The first step is to download and install the software. If you need an install guide, FileZilla provides a pretty good one here.

Once you have the software installed, proceed to Step 2.

Step 2: Launch And Configure Filezilla

Open the software. Next, you want to add a new site in the Site Manager: File → Site Manager. Enter the connection details you received when you set up your Openbridge batch data pipeline:

Host: pipeline-01.openbridge.io
Select SFTP for Protocol
Port: 22 or 443 (Note: port 443 is often used in the event a corporate firewall blocks outbound connections on port 22 )
Logon Type: normal
User: yourusername
Password: yourpassword

You will now be able to connect to the server! Next, we will transfer Salesforce data to your loyalty_purchasesdata pipeline.

Step 3: Connect and Transfer

With your software configured, you are ready to connect and start your first transfer.

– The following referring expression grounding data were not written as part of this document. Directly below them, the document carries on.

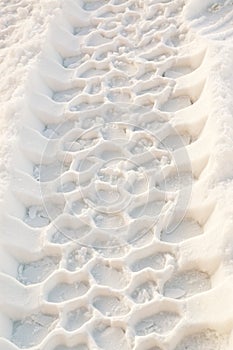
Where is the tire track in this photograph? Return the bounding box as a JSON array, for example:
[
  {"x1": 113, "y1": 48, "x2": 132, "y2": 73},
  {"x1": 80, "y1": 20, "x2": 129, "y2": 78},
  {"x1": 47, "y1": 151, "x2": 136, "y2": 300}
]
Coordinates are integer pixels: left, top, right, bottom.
[{"x1": 0, "y1": 0, "x2": 232, "y2": 349}]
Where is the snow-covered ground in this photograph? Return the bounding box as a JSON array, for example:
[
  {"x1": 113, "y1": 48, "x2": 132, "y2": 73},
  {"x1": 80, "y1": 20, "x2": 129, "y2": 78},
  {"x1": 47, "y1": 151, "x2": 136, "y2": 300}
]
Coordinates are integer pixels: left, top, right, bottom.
[{"x1": 1, "y1": 0, "x2": 233, "y2": 349}]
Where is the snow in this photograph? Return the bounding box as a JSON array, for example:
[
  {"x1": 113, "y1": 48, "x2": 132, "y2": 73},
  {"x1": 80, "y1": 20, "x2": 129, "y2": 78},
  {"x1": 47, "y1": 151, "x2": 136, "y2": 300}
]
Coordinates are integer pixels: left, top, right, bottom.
[{"x1": 1, "y1": 0, "x2": 233, "y2": 349}]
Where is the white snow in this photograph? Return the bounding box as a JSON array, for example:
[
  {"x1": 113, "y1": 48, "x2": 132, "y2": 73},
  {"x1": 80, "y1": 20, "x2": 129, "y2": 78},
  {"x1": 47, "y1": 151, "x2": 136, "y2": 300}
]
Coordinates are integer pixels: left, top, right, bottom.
[{"x1": 1, "y1": 0, "x2": 233, "y2": 349}]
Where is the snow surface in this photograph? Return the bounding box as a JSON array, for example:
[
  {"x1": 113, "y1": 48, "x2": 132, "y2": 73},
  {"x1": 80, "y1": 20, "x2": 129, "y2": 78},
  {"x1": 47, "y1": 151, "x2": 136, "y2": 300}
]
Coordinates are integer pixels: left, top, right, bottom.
[{"x1": 1, "y1": 0, "x2": 233, "y2": 349}]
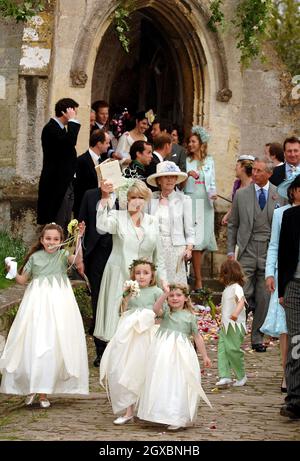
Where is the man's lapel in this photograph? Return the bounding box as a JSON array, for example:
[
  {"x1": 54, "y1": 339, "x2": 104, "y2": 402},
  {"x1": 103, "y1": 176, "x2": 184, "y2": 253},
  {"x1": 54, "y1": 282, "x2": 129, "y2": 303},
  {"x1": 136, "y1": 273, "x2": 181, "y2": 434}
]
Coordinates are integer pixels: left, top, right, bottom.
[
  {"x1": 267, "y1": 183, "x2": 279, "y2": 223},
  {"x1": 245, "y1": 184, "x2": 255, "y2": 226}
]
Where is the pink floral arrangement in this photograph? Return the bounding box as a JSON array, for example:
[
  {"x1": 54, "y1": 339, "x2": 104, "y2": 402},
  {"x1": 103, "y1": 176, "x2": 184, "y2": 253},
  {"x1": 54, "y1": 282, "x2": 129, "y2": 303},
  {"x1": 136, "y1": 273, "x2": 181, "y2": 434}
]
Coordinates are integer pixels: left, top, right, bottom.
[{"x1": 110, "y1": 108, "x2": 131, "y2": 139}]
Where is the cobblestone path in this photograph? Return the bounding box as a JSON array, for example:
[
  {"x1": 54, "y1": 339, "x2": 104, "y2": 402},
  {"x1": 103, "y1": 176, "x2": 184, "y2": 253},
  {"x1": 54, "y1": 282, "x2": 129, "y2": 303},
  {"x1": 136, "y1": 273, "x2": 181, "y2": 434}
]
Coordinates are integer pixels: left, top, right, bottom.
[{"x1": 0, "y1": 334, "x2": 299, "y2": 441}]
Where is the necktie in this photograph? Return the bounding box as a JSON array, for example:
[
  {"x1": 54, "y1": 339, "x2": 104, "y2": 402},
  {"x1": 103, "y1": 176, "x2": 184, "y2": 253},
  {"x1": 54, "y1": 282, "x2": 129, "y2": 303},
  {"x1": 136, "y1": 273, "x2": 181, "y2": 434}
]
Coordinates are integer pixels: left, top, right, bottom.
[
  {"x1": 258, "y1": 188, "x2": 266, "y2": 210},
  {"x1": 287, "y1": 164, "x2": 296, "y2": 179}
]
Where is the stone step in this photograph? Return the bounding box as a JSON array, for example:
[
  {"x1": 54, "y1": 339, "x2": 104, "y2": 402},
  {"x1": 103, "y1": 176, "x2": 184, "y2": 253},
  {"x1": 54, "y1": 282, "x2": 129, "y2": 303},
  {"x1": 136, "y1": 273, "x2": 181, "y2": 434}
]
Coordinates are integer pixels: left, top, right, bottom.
[{"x1": 189, "y1": 277, "x2": 223, "y2": 306}]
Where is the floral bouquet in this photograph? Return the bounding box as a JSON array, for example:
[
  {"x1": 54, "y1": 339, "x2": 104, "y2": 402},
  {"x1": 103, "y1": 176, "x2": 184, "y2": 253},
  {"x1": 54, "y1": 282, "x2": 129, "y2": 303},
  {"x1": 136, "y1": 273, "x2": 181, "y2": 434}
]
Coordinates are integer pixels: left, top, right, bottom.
[
  {"x1": 120, "y1": 280, "x2": 140, "y2": 314},
  {"x1": 123, "y1": 280, "x2": 140, "y2": 298},
  {"x1": 110, "y1": 107, "x2": 131, "y2": 139}
]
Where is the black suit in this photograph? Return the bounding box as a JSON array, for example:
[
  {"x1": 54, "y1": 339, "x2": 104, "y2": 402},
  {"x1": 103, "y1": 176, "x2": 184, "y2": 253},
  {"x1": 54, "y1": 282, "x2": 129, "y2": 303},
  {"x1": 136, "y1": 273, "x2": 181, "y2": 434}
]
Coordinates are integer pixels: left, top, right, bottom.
[
  {"x1": 145, "y1": 153, "x2": 162, "y2": 191},
  {"x1": 37, "y1": 118, "x2": 80, "y2": 224},
  {"x1": 73, "y1": 151, "x2": 100, "y2": 218},
  {"x1": 78, "y1": 188, "x2": 113, "y2": 357},
  {"x1": 278, "y1": 204, "x2": 300, "y2": 410},
  {"x1": 278, "y1": 206, "x2": 300, "y2": 297},
  {"x1": 269, "y1": 164, "x2": 286, "y2": 187}
]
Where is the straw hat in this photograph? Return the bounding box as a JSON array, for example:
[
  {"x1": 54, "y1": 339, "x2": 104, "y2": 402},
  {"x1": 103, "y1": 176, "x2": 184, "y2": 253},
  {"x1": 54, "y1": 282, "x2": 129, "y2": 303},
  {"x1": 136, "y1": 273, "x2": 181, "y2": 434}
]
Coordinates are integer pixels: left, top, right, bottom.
[{"x1": 146, "y1": 161, "x2": 187, "y2": 187}]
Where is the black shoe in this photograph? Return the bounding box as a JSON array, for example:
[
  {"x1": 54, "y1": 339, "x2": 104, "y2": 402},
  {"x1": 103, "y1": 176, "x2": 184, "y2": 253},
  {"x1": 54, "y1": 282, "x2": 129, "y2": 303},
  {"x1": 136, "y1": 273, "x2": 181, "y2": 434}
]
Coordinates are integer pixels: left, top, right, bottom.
[
  {"x1": 93, "y1": 356, "x2": 101, "y2": 367},
  {"x1": 280, "y1": 404, "x2": 300, "y2": 419},
  {"x1": 281, "y1": 378, "x2": 287, "y2": 393},
  {"x1": 252, "y1": 344, "x2": 267, "y2": 352}
]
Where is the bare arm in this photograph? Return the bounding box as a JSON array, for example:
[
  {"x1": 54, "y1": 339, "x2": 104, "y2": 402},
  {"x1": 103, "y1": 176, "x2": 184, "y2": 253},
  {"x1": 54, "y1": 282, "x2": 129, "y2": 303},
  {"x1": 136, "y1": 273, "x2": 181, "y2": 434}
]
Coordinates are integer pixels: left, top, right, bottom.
[
  {"x1": 15, "y1": 271, "x2": 30, "y2": 285},
  {"x1": 193, "y1": 332, "x2": 211, "y2": 368},
  {"x1": 153, "y1": 291, "x2": 169, "y2": 316},
  {"x1": 230, "y1": 297, "x2": 245, "y2": 321},
  {"x1": 67, "y1": 221, "x2": 85, "y2": 274}
]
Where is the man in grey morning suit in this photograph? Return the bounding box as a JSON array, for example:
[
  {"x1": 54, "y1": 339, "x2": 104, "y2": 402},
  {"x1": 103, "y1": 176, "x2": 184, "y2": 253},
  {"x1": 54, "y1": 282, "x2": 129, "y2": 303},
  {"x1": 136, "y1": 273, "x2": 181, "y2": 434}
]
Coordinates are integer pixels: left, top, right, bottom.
[{"x1": 227, "y1": 156, "x2": 282, "y2": 352}]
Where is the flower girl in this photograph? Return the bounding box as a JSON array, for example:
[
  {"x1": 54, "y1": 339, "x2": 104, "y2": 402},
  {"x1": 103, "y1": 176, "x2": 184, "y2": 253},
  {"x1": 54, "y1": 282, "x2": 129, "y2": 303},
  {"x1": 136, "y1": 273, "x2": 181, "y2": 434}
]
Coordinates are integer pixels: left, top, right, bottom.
[
  {"x1": 137, "y1": 283, "x2": 212, "y2": 430},
  {"x1": 100, "y1": 258, "x2": 165, "y2": 425},
  {"x1": 0, "y1": 223, "x2": 89, "y2": 408}
]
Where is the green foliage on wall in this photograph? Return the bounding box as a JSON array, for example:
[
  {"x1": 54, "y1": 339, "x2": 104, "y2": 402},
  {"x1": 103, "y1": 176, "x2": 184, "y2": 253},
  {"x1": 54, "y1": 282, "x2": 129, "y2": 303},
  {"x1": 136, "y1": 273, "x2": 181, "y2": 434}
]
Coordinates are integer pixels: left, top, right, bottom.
[
  {"x1": 114, "y1": 0, "x2": 136, "y2": 53},
  {"x1": 208, "y1": 0, "x2": 300, "y2": 73},
  {"x1": 208, "y1": 0, "x2": 274, "y2": 67},
  {"x1": 0, "y1": 0, "x2": 45, "y2": 22},
  {"x1": 270, "y1": 0, "x2": 300, "y2": 75}
]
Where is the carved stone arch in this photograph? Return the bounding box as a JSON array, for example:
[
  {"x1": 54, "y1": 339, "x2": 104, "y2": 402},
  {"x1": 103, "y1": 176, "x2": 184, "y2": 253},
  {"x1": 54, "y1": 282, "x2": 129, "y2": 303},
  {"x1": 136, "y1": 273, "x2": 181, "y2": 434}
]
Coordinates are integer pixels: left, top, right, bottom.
[
  {"x1": 70, "y1": 0, "x2": 231, "y2": 95},
  {"x1": 69, "y1": 0, "x2": 232, "y2": 133}
]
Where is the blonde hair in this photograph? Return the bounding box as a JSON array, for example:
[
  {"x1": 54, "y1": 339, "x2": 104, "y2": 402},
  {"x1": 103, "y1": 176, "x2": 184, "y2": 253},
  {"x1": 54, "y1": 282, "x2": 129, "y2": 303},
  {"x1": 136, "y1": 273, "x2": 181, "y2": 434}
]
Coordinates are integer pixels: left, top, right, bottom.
[
  {"x1": 168, "y1": 283, "x2": 194, "y2": 313},
  {"x1": 127, "y1": 179, "x2": 152, "y2": 202}
]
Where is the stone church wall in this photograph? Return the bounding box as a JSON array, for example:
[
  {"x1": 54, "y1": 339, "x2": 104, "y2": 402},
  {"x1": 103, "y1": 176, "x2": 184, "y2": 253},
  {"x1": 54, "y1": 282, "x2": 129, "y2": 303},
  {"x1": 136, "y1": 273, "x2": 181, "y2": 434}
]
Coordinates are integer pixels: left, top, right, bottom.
[{"x1": 0, "y1": 0, "x2": 299, "y2": 265}]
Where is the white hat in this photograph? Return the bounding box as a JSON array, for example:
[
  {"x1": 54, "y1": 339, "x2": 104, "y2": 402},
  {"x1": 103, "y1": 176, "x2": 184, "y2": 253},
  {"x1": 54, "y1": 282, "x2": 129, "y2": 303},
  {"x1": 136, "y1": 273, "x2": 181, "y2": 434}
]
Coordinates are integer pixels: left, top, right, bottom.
[
  {"x1": 237, "y1": 154, "x2": 255, "y2": 161},
  {"x1": 147, "y1": 161, "x2": 187, "y2": 187}
]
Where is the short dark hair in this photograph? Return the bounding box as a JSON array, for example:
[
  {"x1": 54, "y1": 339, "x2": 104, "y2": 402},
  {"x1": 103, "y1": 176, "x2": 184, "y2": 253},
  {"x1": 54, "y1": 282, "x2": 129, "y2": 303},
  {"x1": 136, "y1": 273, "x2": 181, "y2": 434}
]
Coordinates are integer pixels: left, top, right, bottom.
[
  {"x1": 89, "y1": 129, "x2": 106, "y2": 147},
  {"x1": 152, "y1": 119, "x2": 171, "y2": 133},
  {"x1": 171, "y1": 123, "x2": 184, "y2": 143},
  {"x1": 55, "y1": 98, "x2": 79, "y2": 117},
  {"x1": 283, "y1": 136, "x2": 300, "y2": 151},
  {"x1": 135, "y1": 111, "x2": 147, "y2": 122},
  {"x1": 269, "y1": 142, "x2": 284, "y2": 163},
  {"x1": 91, "y1": 100, "x2": 109, "y2": 113},
  {"x1": 154, "y1": 134, "x2": 172, "y2": 150},
  {"x1": 129, "y1": 140, "x2": 151, "y2": 160},
  {"x1": 287, "y1": 174, "x2": 300, "y2": 204}
]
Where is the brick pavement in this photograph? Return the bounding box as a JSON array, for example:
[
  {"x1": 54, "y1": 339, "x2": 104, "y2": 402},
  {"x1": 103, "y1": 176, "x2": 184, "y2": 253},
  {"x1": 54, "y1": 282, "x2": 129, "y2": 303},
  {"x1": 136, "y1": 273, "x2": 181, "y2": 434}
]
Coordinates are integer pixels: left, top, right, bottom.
[{"x1": 0, "y1": 333, "x2": 299, "y2": 441}]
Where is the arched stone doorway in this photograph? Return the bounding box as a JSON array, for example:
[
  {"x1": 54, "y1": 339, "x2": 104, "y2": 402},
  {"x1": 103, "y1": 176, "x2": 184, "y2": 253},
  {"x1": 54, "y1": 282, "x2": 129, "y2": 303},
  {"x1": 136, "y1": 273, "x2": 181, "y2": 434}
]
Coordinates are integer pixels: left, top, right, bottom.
[
  {"x1": 69, "y1": 0, "x2": 231, "y2": 147},
  {"x1": 92, "y1": 7, "x2": 198, "y2": 131}
]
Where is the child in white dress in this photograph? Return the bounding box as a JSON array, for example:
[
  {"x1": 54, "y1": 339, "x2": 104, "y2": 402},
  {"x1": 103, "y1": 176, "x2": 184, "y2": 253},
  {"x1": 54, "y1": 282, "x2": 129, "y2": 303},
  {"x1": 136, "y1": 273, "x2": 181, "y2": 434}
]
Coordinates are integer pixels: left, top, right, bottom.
[
  {"x1": 216, "y1": 260, "x2": 247, "y2": 387},
  {"x1": 0, "y1": 223, "x2": 89, "y2": 408},
  {"x1": 137, "y1": 283, "x2": 212, "y2": 431},
  {"x1": 100, "y1": 258, "x2": 165, "y2": 425}
]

When you log in you will see a folder called /loyalty_purchase and /testing. There are two important concepts relating to where you are uploading data. The /testing directory is where you can experiment and test your file transfers. This is your sandbox. The /testing directory allows you to upload data without it getting processed and loaded to a warehouse.

The /loyalty_purchases folder is your production delivery location. Only push the data you configured in the batch setup process to this location. This reflects the data you want to be loaded into a loyalty_purchases table in your target data warehouse destination.

In our example above, we transferred all of our *_salesforce_click.zip data to our /loyalty_purchases production location. In this example, we transferred 15 files that totaled close to 74MB. All 15 files will be processed and loaded into your target warehouse destination.

That's it! Your salesforce_click data will make its way to the loyalty_purchases table in about 5-10 minutes.

With your Salesforce data exported and successfully loaded into your data warehouse, connect your favorite data visualization tools like Tableau, Power BI, Qlik, Looker, Mode Analytics, AWS QuickSight, and many others for unified data analysis, visualizations, and reporting of your salesforce_click (or any other CSV!) data.